Centuries ago, before rifles and more modern weapons were utilized on battlefields, a commander whose troops won the battle met with the leader of the defeated army, who had come to surrender. The vanquished foe walked up to the victor and offered him his hand. The winner refused to shake hands.
“First your sword, then your hand!” said the conqueror.
The loser dropped his sword at the feet of the victor.
What a riveting example of the meaning of surrender!
To drop all weapons or means of resistance.
To resign one’s self to defeat.
To give up in favor of another.
To abandon all hope of coming out on top.
To bring nothing to the table when it comes to negotiations.
To relinquish one’s personal goals, ambitions, and possessions to the authority of another.
I recall that story when I consider my life in relation to Jesus’ Lordship. What does (or should) unconditional surrender look like for me? Here are a few possible answers.
*To rein in my long-held desire to write a “best-selling” Christian book. To confess the envy I feel when someone else does it, especially when I know him or her personally. To thank the Lord for the significant platform He has already given me, and leave the expansion of the borders of my influence in His hands.
*To stop complaining day in and day out about my chronic back pain, caused by spinal degeneration. Sure it hurts, but I don’t have to let everyone know. My wife already knows. She can take one look at me and know if, and to what extent, I am hurting. Yet I often comment to her about how bad it is, which doesn’t enhance the atmosphere around the house. To quote Dr. Mark Smith, President of Columbia International University, whose chronic pain dwarfs mine, “I can’t control whether I hurt. But I can control my attitude.”
(Please don’t send me your well-intentioned remedies. I already tap into medical interventions and other kinds of remedies, including exercises, that assuage the pain somewhat.)
*To heed the Lord’s strong “inside whisper” when He wants me to give financially to someone in need, using money I had tabbed for something else. To stop rationalizing a refusal by citing the so-called “sacrificial salary” I’ve received during thirty-eight years as a Bible College professor. (I can’t take the money from my tithe, for my conviction is that it belongs to my local church.)

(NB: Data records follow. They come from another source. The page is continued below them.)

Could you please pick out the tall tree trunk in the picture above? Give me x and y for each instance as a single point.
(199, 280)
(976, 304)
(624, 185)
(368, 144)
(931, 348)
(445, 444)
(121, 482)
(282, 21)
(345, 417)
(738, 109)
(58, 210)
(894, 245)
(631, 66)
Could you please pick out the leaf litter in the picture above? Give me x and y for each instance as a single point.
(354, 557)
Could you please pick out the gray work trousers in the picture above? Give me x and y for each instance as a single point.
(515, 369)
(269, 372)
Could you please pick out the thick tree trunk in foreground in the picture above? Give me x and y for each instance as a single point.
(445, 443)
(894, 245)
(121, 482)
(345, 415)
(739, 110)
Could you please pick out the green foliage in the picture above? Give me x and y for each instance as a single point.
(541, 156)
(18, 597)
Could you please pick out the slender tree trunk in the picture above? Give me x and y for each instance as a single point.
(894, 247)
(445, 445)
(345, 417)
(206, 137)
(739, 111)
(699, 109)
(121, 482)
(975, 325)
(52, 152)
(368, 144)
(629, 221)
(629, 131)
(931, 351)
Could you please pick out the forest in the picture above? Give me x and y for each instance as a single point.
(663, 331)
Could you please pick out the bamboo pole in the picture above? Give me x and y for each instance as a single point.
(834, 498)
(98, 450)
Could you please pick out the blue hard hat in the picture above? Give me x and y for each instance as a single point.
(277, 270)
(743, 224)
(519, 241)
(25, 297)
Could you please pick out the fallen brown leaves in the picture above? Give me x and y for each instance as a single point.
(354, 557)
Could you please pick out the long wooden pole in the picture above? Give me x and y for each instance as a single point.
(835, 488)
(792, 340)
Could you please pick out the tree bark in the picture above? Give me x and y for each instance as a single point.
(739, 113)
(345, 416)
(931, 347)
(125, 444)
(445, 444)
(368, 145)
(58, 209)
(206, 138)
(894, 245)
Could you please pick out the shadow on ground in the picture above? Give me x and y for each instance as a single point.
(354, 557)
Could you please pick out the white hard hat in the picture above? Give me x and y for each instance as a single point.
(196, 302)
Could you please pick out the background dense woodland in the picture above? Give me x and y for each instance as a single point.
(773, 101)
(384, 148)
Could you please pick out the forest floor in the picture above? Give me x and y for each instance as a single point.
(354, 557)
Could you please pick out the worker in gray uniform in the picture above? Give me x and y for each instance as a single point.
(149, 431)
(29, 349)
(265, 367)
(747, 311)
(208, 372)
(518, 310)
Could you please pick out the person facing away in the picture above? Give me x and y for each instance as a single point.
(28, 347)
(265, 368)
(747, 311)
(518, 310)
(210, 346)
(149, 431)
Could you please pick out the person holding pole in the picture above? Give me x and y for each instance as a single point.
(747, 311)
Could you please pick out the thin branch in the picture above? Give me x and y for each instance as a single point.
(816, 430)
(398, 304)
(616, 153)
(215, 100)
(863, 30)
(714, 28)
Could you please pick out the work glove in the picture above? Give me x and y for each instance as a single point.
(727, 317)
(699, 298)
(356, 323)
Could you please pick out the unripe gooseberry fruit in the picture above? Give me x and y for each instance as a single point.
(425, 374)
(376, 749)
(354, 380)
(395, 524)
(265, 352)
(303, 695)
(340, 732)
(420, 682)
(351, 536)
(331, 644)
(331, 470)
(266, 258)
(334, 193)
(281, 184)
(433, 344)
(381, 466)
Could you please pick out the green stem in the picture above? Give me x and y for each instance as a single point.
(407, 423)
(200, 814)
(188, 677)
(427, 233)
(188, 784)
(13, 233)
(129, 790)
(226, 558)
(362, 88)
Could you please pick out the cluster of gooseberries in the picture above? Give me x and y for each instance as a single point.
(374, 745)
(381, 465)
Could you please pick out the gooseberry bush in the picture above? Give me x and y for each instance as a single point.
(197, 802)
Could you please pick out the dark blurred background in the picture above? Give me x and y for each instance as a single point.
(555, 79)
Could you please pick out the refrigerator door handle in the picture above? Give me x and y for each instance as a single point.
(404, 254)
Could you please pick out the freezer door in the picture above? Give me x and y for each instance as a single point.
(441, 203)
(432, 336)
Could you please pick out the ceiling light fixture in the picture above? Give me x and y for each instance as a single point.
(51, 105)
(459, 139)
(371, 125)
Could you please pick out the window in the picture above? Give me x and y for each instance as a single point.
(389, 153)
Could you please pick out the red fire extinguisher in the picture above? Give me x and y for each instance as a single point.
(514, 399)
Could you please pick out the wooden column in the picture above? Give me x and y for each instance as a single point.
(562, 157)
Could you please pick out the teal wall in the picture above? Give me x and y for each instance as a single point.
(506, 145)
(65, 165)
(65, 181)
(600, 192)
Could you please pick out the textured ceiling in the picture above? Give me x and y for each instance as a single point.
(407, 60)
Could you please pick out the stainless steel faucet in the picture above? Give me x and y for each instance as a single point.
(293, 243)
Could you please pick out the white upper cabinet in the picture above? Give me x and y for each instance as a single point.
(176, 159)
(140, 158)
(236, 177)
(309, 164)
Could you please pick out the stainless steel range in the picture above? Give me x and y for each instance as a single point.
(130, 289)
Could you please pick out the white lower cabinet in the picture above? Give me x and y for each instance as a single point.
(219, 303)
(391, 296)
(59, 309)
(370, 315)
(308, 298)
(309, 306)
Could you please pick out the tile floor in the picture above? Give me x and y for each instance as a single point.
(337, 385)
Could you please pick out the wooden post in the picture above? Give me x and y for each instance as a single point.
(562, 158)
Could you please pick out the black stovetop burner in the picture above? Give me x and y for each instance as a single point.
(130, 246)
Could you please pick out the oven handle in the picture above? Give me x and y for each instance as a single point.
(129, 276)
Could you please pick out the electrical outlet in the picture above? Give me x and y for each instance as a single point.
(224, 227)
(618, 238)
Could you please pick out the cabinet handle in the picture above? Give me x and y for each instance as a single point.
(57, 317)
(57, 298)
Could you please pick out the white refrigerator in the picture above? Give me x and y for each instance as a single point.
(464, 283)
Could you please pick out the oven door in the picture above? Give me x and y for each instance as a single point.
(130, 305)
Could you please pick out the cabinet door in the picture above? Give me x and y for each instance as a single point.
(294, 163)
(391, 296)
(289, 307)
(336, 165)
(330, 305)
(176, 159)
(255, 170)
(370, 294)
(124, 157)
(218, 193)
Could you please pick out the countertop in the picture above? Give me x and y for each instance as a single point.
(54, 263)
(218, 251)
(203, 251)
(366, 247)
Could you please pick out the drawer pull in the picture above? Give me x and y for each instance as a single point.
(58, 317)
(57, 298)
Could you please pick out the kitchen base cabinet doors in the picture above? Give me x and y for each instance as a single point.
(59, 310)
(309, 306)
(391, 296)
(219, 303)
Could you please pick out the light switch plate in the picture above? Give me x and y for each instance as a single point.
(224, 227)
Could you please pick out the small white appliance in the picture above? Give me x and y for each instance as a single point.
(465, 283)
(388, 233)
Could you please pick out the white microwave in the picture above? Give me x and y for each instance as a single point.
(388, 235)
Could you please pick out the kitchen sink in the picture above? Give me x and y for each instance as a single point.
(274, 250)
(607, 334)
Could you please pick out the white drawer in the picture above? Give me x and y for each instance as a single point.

*To submit to God’s sovereignty when it comes to depression, and how He has put me together emotionally. This form of surrender does not mean I don’t strive for better mental health. If the mood plummets to such an extent that I cannot function well, I may once again try the common graces of medical intervention and counseling. What it does mean, though, is that I stop bucking the hyper-sensitive spirit I’ve had since birth, that I keep asking God to sustain me, and for Him to redeem the pain so I can better minister to others.
*To never say or to think these words: “No, Lord.” Henry Blackaby aptly said that we cannot say those two words, and mean both.
(If you were to approach your Master and surrender, unconditionally, what would it look like? What areas of life would your surrender alter?)
Raising A White Flag
One expression of surrender in previous generations of warfare was “raising a white flag.” To hoist a white flag from a bunker, within view of the opposing forces, was a way of saying, “We give up. We surrender.”
I wrote the following poem years ago, utilizing a battlefield analogy. The issue in this poem is not the surrender of initially giving my life to Christ, of accepting Him as Savior. These lyrics refer to the daily need for His followers to surrender to His Lordship and will. My main idea is to show that any such submission to Him is ultimately for our good.
My uniform: blood-stained and torn.
My spirit, too, is battle-worn.
My body aches. My frail hopes sag.
That’s why I’m waving a white flag.
This war I’ve waged for years on end.
I’ve no more energy to spend.
I’ve suffered only loss and pain
by trying to resist Your reign.
Corpses dot this killing field.
No more weapons do I wield.
Besides, I’m out of ammunition.
How I loathe this grave condition!
You offered terms, but I refused.
The result? I’m scarred and bruised.
I’m giving up the stubborn quest
for medals pinned upon my chest.
All of my defenses crumbled.
Now I’m broken-hearted, humbled
by the fact I can’t succeed
unless You, Jesus, take the lead.
So take this offer of my sword.
I yield to You, O Sovereign Lord.
Choose for me an unmarked grave;
or, if preferred, I’ll be Your slave.
Lock me in a ball and chain
if You think I’ll rebel again.
Or throw me in a dungeon deep,
where on cold stone I’ll try to sleep.
O Master, did I hear You right?
Your yoke easy? Your burden light?
Instead of punishment my lot,
You hold my past against me not?
Instead of prisoner, You dare
to call me “son,” say I’m an heir?
That since my heart is now tender,
I’ll view this as a glad surrender?
What we give up by surrendering cannot match what we gain.